Particolarmente quando l’estetica si è asservita al mercato e noi, quali spettatori nella teoria aristotelica della catarsi tragica, nell’impotenza a dare una svolta al giudizio creativo tra mente e spirito, corpo e anima, abdichiamo alle pratiche in relazione al compito dell’arte.

Personalmente mi occupo anche di scrivere e realizzare cataloghi in modo totalmente diverso da impaginazioni ripetitive, tanto che i miei libri, monografie e cataloghi d’arte che ho realizzato per diversi artisti mi sono stati richiesti dal Metropolitan Museum di New York.

Che differenza c’è tra curatore e critico d’arte?

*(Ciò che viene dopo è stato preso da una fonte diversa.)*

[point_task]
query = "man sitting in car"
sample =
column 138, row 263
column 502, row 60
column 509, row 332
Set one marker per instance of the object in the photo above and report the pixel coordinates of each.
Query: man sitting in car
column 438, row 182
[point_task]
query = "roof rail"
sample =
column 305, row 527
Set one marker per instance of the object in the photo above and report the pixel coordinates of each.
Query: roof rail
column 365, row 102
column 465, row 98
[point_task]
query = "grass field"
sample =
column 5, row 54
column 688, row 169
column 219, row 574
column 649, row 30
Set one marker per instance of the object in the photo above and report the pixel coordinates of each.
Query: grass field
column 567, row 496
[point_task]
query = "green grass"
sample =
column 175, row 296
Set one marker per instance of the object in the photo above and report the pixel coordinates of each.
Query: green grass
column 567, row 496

Sono le facce di una stessa medaglia giacché oggi i due ruoli spesso s’interfacciano in un’unica persona.

Si direbbe semplificando che il critico si occupa di scrivere un testo di presentazione e il curatore di organizzare una mostra anche nell’allestimento, di conoscere il sistema dell’arte e contatti con istituzioni e gallerie, poi la promozione, ma questo non esclude che il secondo partecipi ai testi in catalogo e il primo a intervenire sulla curatela. Inoltre entrambi frequentano gli studi degli artisti allorquando sono professionali giacché l’arte va vista dal vero.

Detto questo una differenza sostanziale c’è. Il curatore non disdegna il potere, l’influenza delle istituzioni e anche non volendo a volte è costretto a compromessi pur di raggiungere l’obiettivo prefissato, mentre il critico no, o almeno dovrebbe essere così, in una libertà di pensiero e di esclusione dal sistema per una assunzione di responsabilità.

Infine, certo il curatore scruta di più la creazione dell’opera d’arte fin dall’inizio mentre il critico guarda al dopo, a quanto già realizzato ma, ad esempio, personalmente seguo anche i due ruoli in contemporanea in modo indipendente.

Mi piace parlare con gli artisti nel condividerne le aspirazioni e magari seguirli nella fattualità del lavoro e mi piace, a richiesta, curare l’aspetto espositivo con una mia scelta delle opere da presentare per farle dialogare tra loro in un progetto che crei armonia.

E curarne un catalogo.

Grazie Andrea per il tempo a noi dedicato.